Brick House Les Dijonnais Pinot noir 06 has fragrant and spicy aromas that greet you--cinnamon, cola spice, dark cherry and black currant. Traces of violets appear, just before you take your first sip. Elegantly structured, the creamy black cherry flavors dance with juicy strawberry, blueberry and currant accents. Succulent fruits hangs on your palate, then the finish shows just a little grip, wrapped in a cinnamon stick and herbal caress that has you reaching for the bottle. Damn this is good.

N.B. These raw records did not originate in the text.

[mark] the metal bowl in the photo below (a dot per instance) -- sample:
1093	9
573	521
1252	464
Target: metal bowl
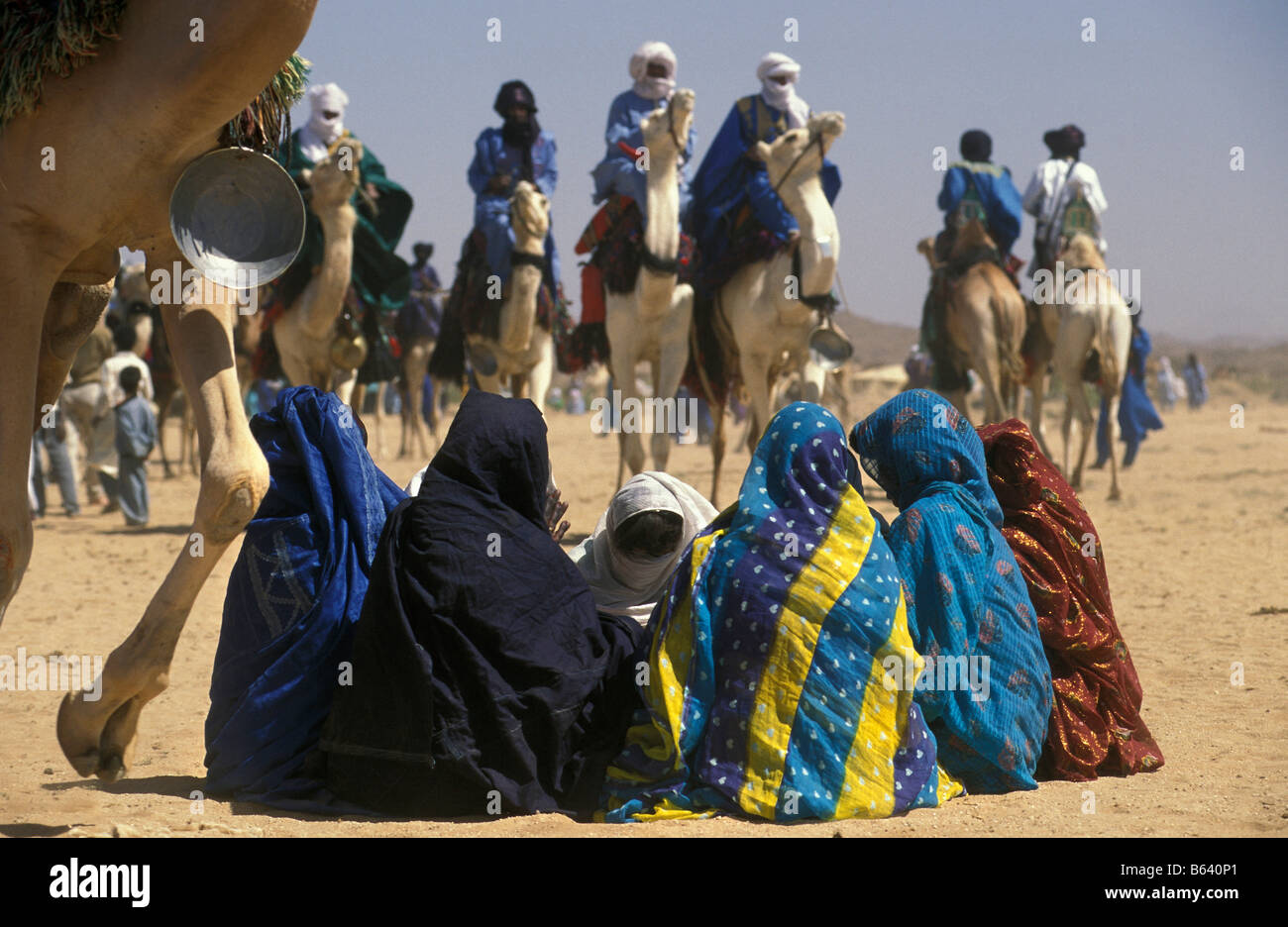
237	217
829	348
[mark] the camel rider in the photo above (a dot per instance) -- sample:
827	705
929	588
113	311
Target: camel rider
1059	181
518	151
974	187
977	179
380	279
732	194
653	71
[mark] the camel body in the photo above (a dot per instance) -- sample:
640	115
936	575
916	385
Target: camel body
652	323
524	352
765	308
1096	320
59	233
984	322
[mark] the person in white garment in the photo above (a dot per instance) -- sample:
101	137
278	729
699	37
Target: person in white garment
1055	184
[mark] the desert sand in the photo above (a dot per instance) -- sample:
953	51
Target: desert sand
1198	566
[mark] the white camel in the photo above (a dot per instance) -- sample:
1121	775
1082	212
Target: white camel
651	323
524	352
1089	316
769	307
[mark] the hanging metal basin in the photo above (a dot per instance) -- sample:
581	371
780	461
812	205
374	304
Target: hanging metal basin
237	217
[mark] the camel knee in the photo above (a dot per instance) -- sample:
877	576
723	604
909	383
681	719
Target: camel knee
16	539
230	497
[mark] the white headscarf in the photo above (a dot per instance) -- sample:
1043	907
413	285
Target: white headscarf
627	586
653	52
782	97
316	137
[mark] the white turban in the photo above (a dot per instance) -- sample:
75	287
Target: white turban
782	97
630	586
653	52
316	137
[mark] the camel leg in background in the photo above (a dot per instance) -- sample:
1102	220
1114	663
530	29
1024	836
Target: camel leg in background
415	437
717	447
98	737
542	371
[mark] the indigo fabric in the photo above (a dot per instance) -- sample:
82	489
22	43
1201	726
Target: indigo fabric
483	678
294	597
967	597
780	660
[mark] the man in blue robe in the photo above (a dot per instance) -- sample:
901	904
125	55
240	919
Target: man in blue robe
653	71
974	187
136	437
518	151
729	179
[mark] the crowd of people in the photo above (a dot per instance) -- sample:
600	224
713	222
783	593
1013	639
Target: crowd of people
436	652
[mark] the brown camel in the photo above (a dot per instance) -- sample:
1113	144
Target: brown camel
59	231
984	323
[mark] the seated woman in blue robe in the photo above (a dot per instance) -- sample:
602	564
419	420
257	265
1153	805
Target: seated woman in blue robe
483	678
728	179
969	608
1136	413
518	151
292	601
653	71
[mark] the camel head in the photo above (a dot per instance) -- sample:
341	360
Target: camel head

I recently tasted the 2004 Les Dijonnais and saw how a couple years in the cellar turned it into a showstopper. The 2006 is better at release than the 2004-how good can it get?! Brick House married their elegant house style with the ripe 2006 vintage for a winner. Brick House Les Dijonnais is made from certified Biodynamic grapes.
2004 Vintage
2004 vintage Wine Advocate 91 points. The 2004 Les Dijonnais, in nose and mouth, shows floral, mineral, fruit, and smoke elements. Sweet red cherry and dried roses intermingle with deep cherry, berry, and plum flavors, and there's a hint of fresh turned earth after a spring rain. Elegant rather than blockbuster, this is typically sophisticated and complex Brick House -- classically Burgundian, with an Oregon twist.
Made from some of the oldest organic Pinot noir in Oregon, the Clone 114 grapes for this wine were harvested at a miniscule less than 1/2 ton per acre (normal for Pinot is 1.5-3.5 tons/acre). Complexity and purity are two words often associated with Brick House Pinot noir, and those qualities are exhibited here.
2002 Vintage
Wine Advocate 94 points ---"The concentration, depth, power, and elegance of the 2002 Pinot Noir Les Dijonnais is stunning, all the more so when one realizes it was produced from 7-year-old fruit (conventional wisdom is that vines can make great fruit in the first two years of production then the quality diminishes for a few years before coming back when they're older). Its black cherry, spice, and violet aromas lead to a penetrating personality awash in red fruits, mostly cherries and raspberries, that harmoniously conquer the palate and linger for 45 seconds or more. Sappy, fleshy, and complex, it is a medium to full-bodied wine of tremendous beauty and charm. Anticipated maturity: 2006-2013. Bravo!"